NEW YORK – Bartolo Colón refuses to entertain the idea of retirement.
It doesn’t matter that he didn’t pitch in 2019 and that on Sunday he turned 47.
He craves one more shot in the majors.
“I’m not retired. That’s not in my mind,” Colón told The Associated Press in a phone interview. “I’m still hoping of reaching my goal of pitching 46 innings. I’ll sign with the first team who wants me.”
That’s the number of innings that will propel him to pass Hall of Famer Juan Marichal for the most by a Dominican pitcher.
In his last big league season, with the Texas Rangers in 2018, Colón managed to reach 3,461 2/3 innings. He is 247-188 in 565 games -- 552 as a starter since his debut with Cleveland in 1997.
Marichal managed to pitch 3,507 innings in 471 games over 16 years.
Colón is aware that time is against him.
“I know this is not a sport for the old, it’s for the young,” Colon said. “I keep training. Even though I’m not playing right now, I tried to keep fit.”
The coronavirus pandemic altered Colón’s plans this year.
Back in March, he was gearing up to pitch with the Monclova Acereros of the Mexican Baseball League. But their preseason was stopped when the outbreak forced the league to shut down, and a restart status is uncertain.
“I had to decide to stay in Mexico or get back to the Dominican Republic. I went to my country and they also have quarantines and curfews,” he said. “I’m still waiting. The Monclova people say they will tell me what will be happening with the season, depending on the virus.”
Colón is keeping busy these days promoting his recently released autobiography, “Big Sexy: In His Own Words.”
Yes, the title is the nickname that Noah Syndergaard, his rotation colleague during his time with the New York Mets from 2014-16, bestowed upon him.
Along with all of his wins, Colón provided fans with a lot of fun at the plate over his 21 seasons in the majors.

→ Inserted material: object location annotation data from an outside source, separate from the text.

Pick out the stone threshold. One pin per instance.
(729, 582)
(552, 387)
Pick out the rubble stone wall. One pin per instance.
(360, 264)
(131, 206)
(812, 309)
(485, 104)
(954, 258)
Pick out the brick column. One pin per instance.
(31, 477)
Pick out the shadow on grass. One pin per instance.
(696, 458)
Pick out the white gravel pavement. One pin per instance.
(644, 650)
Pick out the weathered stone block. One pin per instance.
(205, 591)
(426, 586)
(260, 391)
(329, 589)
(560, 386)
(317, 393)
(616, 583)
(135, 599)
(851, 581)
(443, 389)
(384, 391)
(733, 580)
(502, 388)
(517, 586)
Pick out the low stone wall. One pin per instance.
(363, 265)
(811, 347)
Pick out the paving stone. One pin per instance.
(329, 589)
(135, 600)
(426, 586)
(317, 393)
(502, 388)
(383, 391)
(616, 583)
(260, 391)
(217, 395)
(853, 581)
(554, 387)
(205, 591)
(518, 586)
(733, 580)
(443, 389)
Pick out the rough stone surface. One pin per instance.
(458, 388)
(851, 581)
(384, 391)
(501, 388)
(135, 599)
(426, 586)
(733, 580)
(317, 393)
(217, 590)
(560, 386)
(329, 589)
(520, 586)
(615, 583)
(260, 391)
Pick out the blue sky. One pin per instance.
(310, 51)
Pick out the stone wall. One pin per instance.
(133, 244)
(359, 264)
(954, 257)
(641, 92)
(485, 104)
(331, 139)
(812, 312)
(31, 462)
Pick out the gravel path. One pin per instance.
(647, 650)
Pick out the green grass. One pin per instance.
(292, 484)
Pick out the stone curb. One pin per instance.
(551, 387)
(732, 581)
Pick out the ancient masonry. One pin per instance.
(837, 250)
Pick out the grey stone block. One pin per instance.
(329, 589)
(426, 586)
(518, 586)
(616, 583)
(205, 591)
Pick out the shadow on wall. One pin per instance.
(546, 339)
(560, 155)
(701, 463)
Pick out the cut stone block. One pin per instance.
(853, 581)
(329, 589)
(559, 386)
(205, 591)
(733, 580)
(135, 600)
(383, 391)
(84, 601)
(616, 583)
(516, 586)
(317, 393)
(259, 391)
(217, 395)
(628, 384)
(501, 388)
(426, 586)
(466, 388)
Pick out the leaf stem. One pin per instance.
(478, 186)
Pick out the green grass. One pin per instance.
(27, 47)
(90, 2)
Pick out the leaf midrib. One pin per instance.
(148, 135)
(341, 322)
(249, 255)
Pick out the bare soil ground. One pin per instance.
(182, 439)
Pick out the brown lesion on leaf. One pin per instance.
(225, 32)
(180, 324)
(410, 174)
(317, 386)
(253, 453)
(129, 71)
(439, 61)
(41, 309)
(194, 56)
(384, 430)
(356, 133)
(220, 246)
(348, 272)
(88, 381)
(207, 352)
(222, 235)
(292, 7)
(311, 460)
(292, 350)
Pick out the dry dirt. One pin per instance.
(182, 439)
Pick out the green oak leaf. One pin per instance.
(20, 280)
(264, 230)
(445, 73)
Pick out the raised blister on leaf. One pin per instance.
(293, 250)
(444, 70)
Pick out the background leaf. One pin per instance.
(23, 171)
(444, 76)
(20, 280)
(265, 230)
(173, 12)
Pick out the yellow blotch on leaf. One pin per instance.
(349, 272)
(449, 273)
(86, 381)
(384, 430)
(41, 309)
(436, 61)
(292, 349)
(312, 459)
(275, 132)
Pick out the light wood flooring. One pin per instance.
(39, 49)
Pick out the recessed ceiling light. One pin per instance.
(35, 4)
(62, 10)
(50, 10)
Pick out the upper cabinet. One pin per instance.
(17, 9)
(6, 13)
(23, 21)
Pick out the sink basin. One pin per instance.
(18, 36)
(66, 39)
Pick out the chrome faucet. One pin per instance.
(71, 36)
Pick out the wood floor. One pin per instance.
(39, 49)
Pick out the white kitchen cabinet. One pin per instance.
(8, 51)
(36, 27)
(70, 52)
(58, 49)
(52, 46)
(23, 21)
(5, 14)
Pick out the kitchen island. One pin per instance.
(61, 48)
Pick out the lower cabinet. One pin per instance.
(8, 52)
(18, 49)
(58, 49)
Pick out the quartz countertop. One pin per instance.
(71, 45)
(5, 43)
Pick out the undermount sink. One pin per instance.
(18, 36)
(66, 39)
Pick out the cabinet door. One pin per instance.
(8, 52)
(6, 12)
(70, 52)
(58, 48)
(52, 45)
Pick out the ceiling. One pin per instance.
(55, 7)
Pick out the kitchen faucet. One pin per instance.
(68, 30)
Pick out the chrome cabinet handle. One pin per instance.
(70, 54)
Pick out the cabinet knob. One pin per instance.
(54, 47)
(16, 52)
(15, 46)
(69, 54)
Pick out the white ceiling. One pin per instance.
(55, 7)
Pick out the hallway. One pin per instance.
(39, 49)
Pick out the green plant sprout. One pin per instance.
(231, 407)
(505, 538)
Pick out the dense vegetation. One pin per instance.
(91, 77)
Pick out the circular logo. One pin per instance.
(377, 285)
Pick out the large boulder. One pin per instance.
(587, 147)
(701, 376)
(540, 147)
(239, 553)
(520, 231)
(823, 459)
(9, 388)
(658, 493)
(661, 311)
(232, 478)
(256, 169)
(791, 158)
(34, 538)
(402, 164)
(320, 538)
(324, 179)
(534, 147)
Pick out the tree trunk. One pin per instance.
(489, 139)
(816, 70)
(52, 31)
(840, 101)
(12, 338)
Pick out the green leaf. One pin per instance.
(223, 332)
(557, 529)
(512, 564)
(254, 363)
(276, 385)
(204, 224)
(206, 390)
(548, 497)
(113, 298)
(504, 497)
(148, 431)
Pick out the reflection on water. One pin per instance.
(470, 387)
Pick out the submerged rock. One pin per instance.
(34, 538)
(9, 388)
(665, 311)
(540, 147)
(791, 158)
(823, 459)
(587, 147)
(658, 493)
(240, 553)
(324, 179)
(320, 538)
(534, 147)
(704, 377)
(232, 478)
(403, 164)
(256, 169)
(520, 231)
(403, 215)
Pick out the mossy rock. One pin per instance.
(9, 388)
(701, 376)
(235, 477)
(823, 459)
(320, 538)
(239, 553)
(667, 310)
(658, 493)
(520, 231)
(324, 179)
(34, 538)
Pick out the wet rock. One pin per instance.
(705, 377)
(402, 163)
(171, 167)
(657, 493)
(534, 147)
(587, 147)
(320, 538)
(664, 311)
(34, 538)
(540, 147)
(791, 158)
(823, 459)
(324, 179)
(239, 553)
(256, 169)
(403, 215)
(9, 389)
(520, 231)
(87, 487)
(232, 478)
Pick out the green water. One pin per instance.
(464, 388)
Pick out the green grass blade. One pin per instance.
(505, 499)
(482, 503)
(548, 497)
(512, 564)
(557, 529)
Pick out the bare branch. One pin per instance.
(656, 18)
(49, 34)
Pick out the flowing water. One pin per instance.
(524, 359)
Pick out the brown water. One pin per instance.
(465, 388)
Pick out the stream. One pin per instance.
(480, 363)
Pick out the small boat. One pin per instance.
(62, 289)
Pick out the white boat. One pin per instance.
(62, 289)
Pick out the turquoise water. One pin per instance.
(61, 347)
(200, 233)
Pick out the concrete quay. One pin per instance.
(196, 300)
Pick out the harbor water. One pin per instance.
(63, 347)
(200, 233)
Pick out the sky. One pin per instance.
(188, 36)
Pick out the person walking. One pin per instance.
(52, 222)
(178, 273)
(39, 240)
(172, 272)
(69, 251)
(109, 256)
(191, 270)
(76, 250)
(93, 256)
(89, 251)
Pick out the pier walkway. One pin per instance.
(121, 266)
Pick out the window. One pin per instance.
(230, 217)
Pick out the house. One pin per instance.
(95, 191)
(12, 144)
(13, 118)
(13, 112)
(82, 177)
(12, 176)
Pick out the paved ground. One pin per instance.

It’s been since four years since his unforgettable first and only home run, against James Shields of the San Diego Padres. There’s a good deal in the book devoted to his difficulties batting when he went to play in the National League with the Mets, his helmet comically flying when missing contact.
Colón said he learned to take in stride his strikeouts.
“I didn’t mind people laughing. Actually, I end it asking for a bigger helmet so it could fall,” he said.